Irma Simona Brambilla será secretária-geral do Dicastério para a Vida Consagrada e as Sociedades de Vida Apostólica, responsável pelas ordens e congregações religiosas
Pela primeira vez em dois mil anos de história da Igreja Católica, o Papa Francisco nomeou na segunda-feira uma mulher, a irmã Simona Brambilla, para dirigir um “ministério” do Vaticano, anunciou a Santa Sé nesta terça-feira. Na véspera, o Pontífice também nomeou o cardeal Robert McElroy, pró-imigrantes e um crítico ferrenho de Donald Trump durante seu primeiro mandato, como próximo arcebispo da capital americana, Washington.

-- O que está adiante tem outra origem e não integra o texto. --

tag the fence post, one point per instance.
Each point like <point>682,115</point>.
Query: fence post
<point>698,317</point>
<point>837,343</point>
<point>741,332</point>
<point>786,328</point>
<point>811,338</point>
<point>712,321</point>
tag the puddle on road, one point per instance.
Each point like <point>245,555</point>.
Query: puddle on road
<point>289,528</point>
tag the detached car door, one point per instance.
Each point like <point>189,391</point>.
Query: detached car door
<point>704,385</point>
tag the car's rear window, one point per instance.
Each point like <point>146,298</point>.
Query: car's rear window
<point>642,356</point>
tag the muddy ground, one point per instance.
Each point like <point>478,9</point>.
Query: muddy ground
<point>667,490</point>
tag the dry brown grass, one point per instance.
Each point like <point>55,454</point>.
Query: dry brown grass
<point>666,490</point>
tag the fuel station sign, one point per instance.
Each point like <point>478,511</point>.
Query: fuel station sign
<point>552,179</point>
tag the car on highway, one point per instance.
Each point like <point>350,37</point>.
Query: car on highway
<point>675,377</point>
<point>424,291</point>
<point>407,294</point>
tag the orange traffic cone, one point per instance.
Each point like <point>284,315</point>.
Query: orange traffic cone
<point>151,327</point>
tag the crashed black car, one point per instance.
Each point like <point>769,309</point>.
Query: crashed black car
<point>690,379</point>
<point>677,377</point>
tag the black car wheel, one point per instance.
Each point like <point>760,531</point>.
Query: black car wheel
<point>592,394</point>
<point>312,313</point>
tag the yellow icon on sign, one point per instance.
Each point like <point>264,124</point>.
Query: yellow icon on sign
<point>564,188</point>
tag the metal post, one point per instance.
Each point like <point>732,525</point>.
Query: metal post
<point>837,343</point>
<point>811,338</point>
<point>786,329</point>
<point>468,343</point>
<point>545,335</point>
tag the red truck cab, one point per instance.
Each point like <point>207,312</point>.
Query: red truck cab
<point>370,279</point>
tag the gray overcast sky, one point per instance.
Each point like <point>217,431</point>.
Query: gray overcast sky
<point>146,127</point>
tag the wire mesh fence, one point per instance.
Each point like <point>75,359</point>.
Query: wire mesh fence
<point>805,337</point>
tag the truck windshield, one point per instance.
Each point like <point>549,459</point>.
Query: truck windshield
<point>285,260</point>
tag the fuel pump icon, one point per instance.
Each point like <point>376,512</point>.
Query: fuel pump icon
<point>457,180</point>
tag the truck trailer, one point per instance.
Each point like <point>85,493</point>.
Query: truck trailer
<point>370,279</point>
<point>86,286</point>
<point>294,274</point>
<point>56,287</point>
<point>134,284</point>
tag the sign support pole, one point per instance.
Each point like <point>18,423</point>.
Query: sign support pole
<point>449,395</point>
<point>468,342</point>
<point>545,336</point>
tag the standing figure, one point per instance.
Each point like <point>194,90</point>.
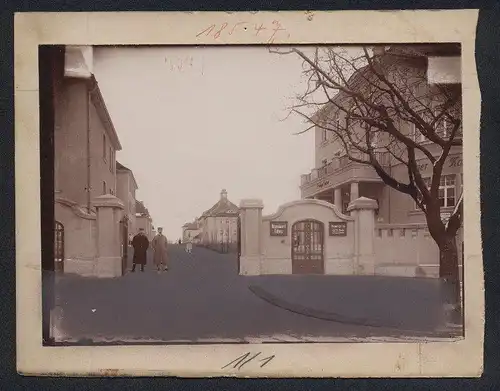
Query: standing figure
<point>189,245</point>
<point>159,244</point>
<point>140,243</point>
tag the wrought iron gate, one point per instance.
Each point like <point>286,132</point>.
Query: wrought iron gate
<point>238,238</point>
<point>58,247</point>
<point>308,247</point>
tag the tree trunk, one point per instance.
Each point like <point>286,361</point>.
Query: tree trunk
<point>449,273</point>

Brambilla, de 59 anos, de nacionalidade italiana, foi nomeada chefe do Dicastério para a Vida Consagrada e as Sociedades de Vida Apostólica, o “ministério” da Cúria (governo do Vaticano) responsável pelas ordens e congregações religiosas de homens e mulheres — incluindo mais de um quarto dos padres do mundo. A antiga superiora-geral das Irmãs Missionárias da Consolata, na Itália, já era a número dois deste dicastério desde outubro de 2023.
— Esta é uma notícia muito boa — disse Anne-Marie Pelletier, teóloga que escreveu um livro sobre as mulheres e a igreja. — É algo completamente novo. Para mim, é um momento realmente importante.
Segundo o Vatican News, o órgão de comunicação oficial do Vaticano, desde a eleição de Francisco, em 2013, e até 2023, a porcentagem de mulheres em cargos na Santa Sé e na administração do Estado do Vaticano subiu de 19,2% para 23,4%.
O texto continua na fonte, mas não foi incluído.